Mombasa is a 2015 Euro-style board game by Alexander Pfister. The theme is the rivalry of four trading companies in Africa. Players buy shares in the companies and expand them to their advantage, aiming to build the most valuable portfolio. Game mechanics include deck building and worker placement. Mombasa won the 2016 Deutscher Spielepreis.

==Game play==
The game is played on a board depicting a map of Africa and runs over seven rounds. Each player has a similar hand of cards and two bonus markers. To start a round, players simultaneously select cards to be active this turn. Players then take turns either to use active cards of one type or to place a bonus marker. Turns continue around the table until all pass.

The cards are of several types. Goods cards depict 1 to 4 bananas, coffee or cotton. They are used either to purchase new cards or to advance along a company track to earn shares, cash and other bonuses. Exploration cards, also valued from 1 to 4, add trading posts to the map, increasing a company's share price and giving various rewards to the player. Bookkeeper cards expand a player's library and merchant cards generate diamonds, both of which count towards the final score. Initially, each player has three slots for active cards. Collecting books and diamonds can open two further slots. Share cards appear later in the game; they allow no action but increase the player's score.

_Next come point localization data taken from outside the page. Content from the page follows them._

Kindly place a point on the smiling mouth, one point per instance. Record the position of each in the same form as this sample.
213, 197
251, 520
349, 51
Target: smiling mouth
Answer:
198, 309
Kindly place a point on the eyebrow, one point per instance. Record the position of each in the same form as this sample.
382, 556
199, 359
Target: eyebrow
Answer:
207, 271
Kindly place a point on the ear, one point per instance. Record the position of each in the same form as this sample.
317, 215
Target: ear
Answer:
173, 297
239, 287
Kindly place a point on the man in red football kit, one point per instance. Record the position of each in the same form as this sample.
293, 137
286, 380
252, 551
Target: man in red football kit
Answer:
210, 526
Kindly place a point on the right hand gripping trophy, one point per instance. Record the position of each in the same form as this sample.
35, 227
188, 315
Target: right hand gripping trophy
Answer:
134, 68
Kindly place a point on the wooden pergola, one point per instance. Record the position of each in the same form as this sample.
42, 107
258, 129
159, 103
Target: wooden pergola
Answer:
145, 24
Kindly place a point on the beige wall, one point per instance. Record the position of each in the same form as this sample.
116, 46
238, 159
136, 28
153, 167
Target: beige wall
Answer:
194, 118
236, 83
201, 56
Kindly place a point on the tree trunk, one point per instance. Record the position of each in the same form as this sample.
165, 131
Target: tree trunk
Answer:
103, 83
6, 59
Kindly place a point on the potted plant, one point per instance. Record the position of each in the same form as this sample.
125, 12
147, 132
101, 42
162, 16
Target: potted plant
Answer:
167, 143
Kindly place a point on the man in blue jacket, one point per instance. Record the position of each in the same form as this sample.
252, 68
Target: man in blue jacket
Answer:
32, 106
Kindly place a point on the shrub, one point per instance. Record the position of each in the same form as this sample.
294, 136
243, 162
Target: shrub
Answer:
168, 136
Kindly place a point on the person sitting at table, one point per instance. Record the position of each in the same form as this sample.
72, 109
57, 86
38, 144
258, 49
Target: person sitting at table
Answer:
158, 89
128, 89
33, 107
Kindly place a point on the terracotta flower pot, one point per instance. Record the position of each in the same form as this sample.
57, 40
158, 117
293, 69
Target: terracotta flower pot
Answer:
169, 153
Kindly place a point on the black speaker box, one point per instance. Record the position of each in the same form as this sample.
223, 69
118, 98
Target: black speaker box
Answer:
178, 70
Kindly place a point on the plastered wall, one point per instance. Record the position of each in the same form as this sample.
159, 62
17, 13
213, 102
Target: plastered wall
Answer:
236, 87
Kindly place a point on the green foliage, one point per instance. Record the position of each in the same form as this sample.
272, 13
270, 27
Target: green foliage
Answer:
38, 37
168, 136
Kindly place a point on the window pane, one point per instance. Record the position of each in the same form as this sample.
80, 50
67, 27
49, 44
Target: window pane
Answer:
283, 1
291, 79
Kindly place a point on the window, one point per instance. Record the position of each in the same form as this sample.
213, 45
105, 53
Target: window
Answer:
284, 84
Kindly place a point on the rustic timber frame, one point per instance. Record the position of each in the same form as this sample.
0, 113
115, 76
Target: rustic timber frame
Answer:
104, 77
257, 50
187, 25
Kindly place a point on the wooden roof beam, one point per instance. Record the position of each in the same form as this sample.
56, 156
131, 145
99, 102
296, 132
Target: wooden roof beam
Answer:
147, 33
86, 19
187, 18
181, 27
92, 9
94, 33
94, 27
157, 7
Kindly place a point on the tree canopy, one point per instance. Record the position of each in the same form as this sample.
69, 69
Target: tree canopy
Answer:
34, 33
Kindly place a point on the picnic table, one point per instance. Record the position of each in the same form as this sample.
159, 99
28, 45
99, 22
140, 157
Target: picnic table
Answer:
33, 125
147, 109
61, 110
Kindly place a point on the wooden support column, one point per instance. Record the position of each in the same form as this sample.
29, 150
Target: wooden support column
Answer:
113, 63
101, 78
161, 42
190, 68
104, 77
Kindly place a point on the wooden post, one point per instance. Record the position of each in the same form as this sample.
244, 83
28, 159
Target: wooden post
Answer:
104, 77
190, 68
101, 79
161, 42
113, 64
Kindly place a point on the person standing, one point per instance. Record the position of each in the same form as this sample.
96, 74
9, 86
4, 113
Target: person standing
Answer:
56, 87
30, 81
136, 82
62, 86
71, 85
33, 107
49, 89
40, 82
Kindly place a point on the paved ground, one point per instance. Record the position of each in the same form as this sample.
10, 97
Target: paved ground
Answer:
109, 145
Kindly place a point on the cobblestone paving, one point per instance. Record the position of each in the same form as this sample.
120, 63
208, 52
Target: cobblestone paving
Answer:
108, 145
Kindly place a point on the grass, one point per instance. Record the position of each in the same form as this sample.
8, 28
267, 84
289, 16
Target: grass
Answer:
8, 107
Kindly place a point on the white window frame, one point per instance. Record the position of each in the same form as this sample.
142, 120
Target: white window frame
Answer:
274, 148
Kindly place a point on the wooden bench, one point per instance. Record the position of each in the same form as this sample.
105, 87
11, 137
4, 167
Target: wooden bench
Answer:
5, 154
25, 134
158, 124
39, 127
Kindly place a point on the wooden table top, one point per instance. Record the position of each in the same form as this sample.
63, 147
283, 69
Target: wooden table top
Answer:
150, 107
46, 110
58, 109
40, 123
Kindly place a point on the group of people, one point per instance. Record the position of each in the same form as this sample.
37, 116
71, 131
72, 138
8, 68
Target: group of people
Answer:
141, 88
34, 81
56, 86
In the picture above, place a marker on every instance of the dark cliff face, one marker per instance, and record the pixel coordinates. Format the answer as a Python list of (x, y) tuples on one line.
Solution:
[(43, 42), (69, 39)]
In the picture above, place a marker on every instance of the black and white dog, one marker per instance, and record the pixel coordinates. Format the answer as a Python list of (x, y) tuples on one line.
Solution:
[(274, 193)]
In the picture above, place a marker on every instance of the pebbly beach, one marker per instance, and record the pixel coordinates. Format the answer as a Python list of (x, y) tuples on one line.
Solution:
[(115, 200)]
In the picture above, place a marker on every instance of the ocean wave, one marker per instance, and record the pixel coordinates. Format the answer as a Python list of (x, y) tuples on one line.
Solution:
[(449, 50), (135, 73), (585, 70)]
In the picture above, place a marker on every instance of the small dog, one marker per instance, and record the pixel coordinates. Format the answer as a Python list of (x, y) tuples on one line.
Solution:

Bonus markers are placed on worker placement spaces on the board to claim various benefits. Majority spaces advance the player with the most valuable goods or exploration cards along a company track. Tile spaces give an extra card for the next round. Other spaces allow a player to buy or sell cards for cash, or to claim the right to play first next round.

After each round, players retrieve some of the cards they used in earlier rounds using a unique mechanic. Each active card is moved to one of several resting piles, after picking up just one of the resting piles. After seven rounds, each player values their shares, books, diamonds and cash; the richest player wins.

==Release and awards==
Mombasa was developed by Austrian game designer Alexander Pfister as Afrika 1830 and won the 2011 Hippodice Spieleclub game designer competition. It was released in 2015 by eggertspiele and distributed by Pegasus Spiele. It was awarded first place in the 2016 Deutscher Spielepreis.